Athol is an avid reader and book lover with a personal library of over 5 000 books. He loves learning and being around books. “It is a joy to add to the universal library through my writing, and to share the stories of my experiences, imagination and hopes through my poems and books,” he said.

Athol, in his Westridge High days, was the captain of the athletics team and played for the Western Province baseball team, both in his matric year, 1987. His friends called him “boek kop” at school as he was always the one studying during that time, this was seen as uncool then, he said. The political unrest at the time as well as peer pressure caused many of his classmates and friends to have to repeat a year – only a third of his class passed matric and only three of them passed with exemption.

He started the Read to Rise organisation in 2013 with his wife Taryn Lock, working in under-resourced communities of South Africa to supply much-needed age-appropriate books to children who may otherwise not have access to these books.
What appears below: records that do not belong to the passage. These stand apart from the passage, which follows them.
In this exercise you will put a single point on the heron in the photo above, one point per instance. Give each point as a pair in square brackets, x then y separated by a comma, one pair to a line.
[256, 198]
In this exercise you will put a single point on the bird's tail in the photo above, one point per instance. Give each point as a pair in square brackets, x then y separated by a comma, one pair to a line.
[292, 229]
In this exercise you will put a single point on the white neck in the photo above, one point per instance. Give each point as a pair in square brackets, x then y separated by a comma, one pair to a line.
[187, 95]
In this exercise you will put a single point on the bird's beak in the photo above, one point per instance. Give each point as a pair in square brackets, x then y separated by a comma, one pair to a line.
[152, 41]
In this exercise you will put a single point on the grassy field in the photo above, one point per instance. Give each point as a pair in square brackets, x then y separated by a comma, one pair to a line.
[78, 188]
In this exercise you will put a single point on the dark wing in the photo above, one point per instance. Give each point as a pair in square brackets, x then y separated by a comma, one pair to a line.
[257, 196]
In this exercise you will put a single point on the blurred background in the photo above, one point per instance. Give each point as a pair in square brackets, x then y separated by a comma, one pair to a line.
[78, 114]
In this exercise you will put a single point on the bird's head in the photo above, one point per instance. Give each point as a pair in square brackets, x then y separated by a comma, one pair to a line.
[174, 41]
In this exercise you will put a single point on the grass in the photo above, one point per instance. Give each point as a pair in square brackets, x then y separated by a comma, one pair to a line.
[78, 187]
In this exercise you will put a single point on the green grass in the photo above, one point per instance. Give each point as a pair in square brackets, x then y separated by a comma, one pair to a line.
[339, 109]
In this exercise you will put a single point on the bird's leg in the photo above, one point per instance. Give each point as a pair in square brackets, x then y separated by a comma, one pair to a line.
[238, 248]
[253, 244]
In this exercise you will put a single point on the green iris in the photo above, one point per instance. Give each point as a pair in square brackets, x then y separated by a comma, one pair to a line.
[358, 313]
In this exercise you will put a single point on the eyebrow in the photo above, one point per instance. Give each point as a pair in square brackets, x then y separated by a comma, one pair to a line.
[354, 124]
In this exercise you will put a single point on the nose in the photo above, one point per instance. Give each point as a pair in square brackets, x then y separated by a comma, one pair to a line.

Their full-time team works directly in primary school classrooms to motivate children to read. They are currently embedded in Mitchell’s Plain, and Soweto (Johannesburg), and regularly work in other schools around the country, he said. Ms Lock is the illustrator of the Oaky books.

“I have seen what education and hard work can do, there are people who don’t have the opportunities I had so I am trying to create those opportunities for them or enable them to either be inspired and find opportunities for themselves. I believe an inspired person can overcome their obstacles,”Athol, who now lives in Century City, said.

He has written 10 books and 100 poems in literacy journals. In addition to five Oaky books, he has written Heap of Stones, Talking to a Tree and his latest Pushing Boulders to name a few.

Athol received several awards such as the Sol Plaatjie European Union Poetry Award, the SA Independent Publishers Award, the Parallel Universe Poetry Prize and the SA Literacy Award.

“My personal mission is, by my words and deeds to enable and inspire others to thrive – this guides all that I do. By writing the Oaky books for children I hope to excite them about reading and inspire them to greatness. And by my poetry I hope to remind my readers of the beauty in life and the greatness that awaits us.”